Treatment for VTE in the acute phase was similar for men and women, except for thrombolysis (Table 1). The prevalence of anticoagulation therapy beyond the acute phase was not different for men and women. During the follow-up period, time in therapeutic range of warfarin was significantly higher in men than in women (Table 2). Of those who underwent anticoagulation therapy beyond the acute phase of VTE, the duration of anticoagulation therapy was longer for men than for the women. The cumulative incidence of discontinuation of anticoagulation therapy was significantly higher in women than in men (Figure 2).
Table 2.
Anticoagulation Therapy Beyond the Acute Phase
| Anticoagulation therapy beyond the acute phase |
All
(n=3,027) |
Men
(n=1,169) |
Women
(n=1,858) |
P value |
| Total |
2,803 (93%) |
1,090 (93%) |
1,713 (92%) |
0.28 |
| Warfarin |
2,676/2,803 (95%) |
1,051/1,090 (96%) |
1,625/1,713 (95%) |
0.053 |
| TTR for PT-INR 1.5–2.5 (%) |
71.7 [43.8–91.0] |
73.7 [47.3–92.0] |
69.8 [42.0–90.7] |
0.02 |
| TTR for PT-INR 2.0–3.0 (%) |
28.7 [6.9–55.5] |
31.2 [8.7–56.4] |
28.4 [6.0–54.8] |
0.15 |
| Direct oral anticoagulant |
78/2,803 (2.8%) |
23/1,090 (2.1%) |
55/1,713 (3.2%) |
0.08 |
| Heparin |
49/2,803 (1.8%) |
16/1,090 (1.5%) |
33/1,713 (1.9%) |
0.37 |
Categorical variables are presented as numbers and percentages. Continuous variables are presented as median and interquartile range. TTR was calculated by the Rosendaal method. PT-INR, prothrombin time-international normalized ratio; TTR, time in therapeutic range.
The cumulative 3-year incidence of recurrent VTE was not significantly different for men and women (Figure 3A), nor was the cumulative 3-year incidence of major bleeding (Figure 3B).
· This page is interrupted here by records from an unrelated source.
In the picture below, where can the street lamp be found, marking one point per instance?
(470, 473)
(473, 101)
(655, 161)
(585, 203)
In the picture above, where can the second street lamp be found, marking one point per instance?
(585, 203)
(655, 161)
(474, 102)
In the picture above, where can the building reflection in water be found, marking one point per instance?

The cumulative 3-year incidence of all-cause death did not differ significantly between groups (Table 3).
Table 3.
Clinical Outcomes at 3 Years for Men vs. Women
| |
No. of patients with event (Cumulative incidence) |
Log-rank P |
Adjusted HR
[95% CI] |
P value |
| Men (n=1,169) |
Women (n=1,858) |
| Recurrent VTE |
69 (7.0%) |
129 (8.6%) |
0.47 |
0.83 [0.63–1.09] |
0.17 |
| Major bleeding |
104 (10.6%) |
143 (9.2%) |
0.25 |
1.15 [0.90–1.47] |
0.25 |
| All-cause death |
272 (25.2%) |
407 (23.4%) |
0.35 |
|
|
| Death from VTE |
27 (2.4%) |
58 (3.2%) |
0.19 |
|
|
| Death from cancer |
146 (14.4%) |
238 (14.5%) |
0.92 |
|
|
| Death from bleeding |
10 (1.0%) |
17 (1.1%) |
0.63 |
|
|
Cumulative incidences estimated by the Kaplan-Meier method. The HRs represent the risks of men relative to women for each clinical outcome. HR, hazard ratio; VTE, venous thromboembolism.
After adjusting for potential confounders, the risk of men relative to women for recurrent VTE was not significant (HR 0.83, 95% CI 0.63–1.09, P=0.17). The adjusted risk of men relative to women for major bleeding was also not significant (HR 1.15, 95% CI 0.90–1.47, P=0.25) (Table 3). In the sensitivity analysis using the multivariable Cox proportional hazard model with a time-updated covariate of anticoagulation therapy status, the risks of men relative to women for recurrent VTE and for major bleeding remained insignificant (HR 0.91, 95% CI 0.69–1.20, P=0.51, and HR 1.14, 95% CI 0.90–1.46, P=0.29) (Supplementary Appendix 5). Also in the sensitivity analysis using Fine and Gray’s method for each primary outcome measure, the HRs were not statistically significant for either recurrent VTE or major bleeding (Supplementary Appendix 6).
Discussion
The main findings of the current study were as follows: in real-world VTE patients, the clinical characteristics and management of anticoagulation therapy were different for men and women, but there was not a large sex-related difference in the risks for recurrent VTE and major bleeding.
The previous reports suggesting male sex as a risk for recurrent VTE had some exclusion criteria, such as cancer and precedent hormonal therapy.7–12
Exclusion criteria, especially of clinically important factors, can lead to selection bias such that the results may not be generalizable to the patient population of interest.23
Additionally, some of the studies only assessed patients who had already discontinued anticoagulation therapy, and hence the intervals from diagnosis of VTE probably varied from one patient to another. This would have led to significant treatment and selection bias. In contrast, the current registry consisted of patients presenting as acute symptomatic VTE without exclusion criteria and demonstrated that the risk for recurrent VTE was not significantly different for men and women. One of the strengths of our study is that we evaluated consecutive patients and took clinically relevant factors into account as risk-adjusting factors. The results are in line with the report from the large observational registry of consecutive patients (the RIETE Registry).13
Sex category may be a risk for VTE recurrence under some conditions but not any longer in unselected populations.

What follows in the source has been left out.